The Empathic Agent

2026-02-26

Mahault, Mikeda, and Jimenez Rodriguez (2602.20936) build artificial agents that cooperate in the Prisoner's Dilemma through empathy — perspective-taking via self-other model transformation — without any explicit communication or reward shaping.

The framework grounds empathy in active inference: agents that minimize surprise by maintaining generative models of their environment. The key addition is perspective-taking — an agent constructs a model of the other agent's beliefs and goals by transforming its own self-model. “What would I believe and want if I were in their position?” This isn't simulation of the other agent as an object; it's rotation of the self-model into the other's frame.

In the iterated Prisoner's Dilemma, empathic agents converge on mutual cooperation. The mechanism: by modeling the other's perspective, each agent anticipates that defection would cause the other to defect in return, and cooperation would be reciprocated. The empathic model makes the shadow of the future computationally concrete — not as a discount factor on future rewards, but as a prediction about the other agent's internal state.

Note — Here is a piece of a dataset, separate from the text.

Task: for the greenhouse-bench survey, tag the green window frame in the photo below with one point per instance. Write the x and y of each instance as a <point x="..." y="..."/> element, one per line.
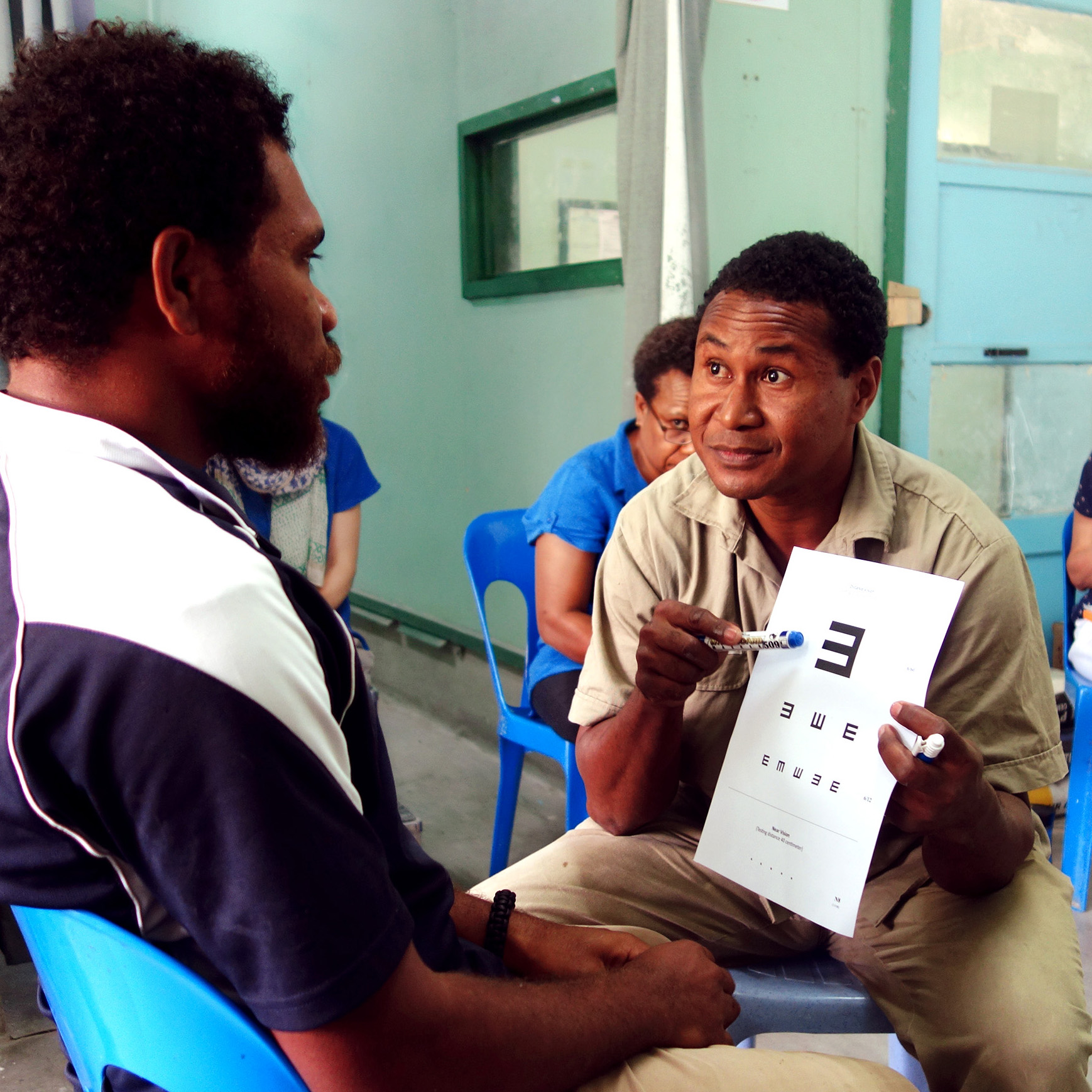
<point x="479" y="209"/>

The result is cooperation without the standard prerequisites. No communication channel. No shared reward signal. No evolutionary selection for cooperators. No reputation system. Just two agents, each modeling the other's perspective, arriving at cooperation because their perspective-taking makes mutual defection obviously self-defeating.

The limitation is also clear: the perspective-taking requires that the other agent is sufficiently similar to the self that the self-other transformation produces an accurate model. Against an agent with genuinely alien goals — one where “what would I want in their position” gives the wrong answer — empathy fails. Cooperation through empathy is cooperation among the similar.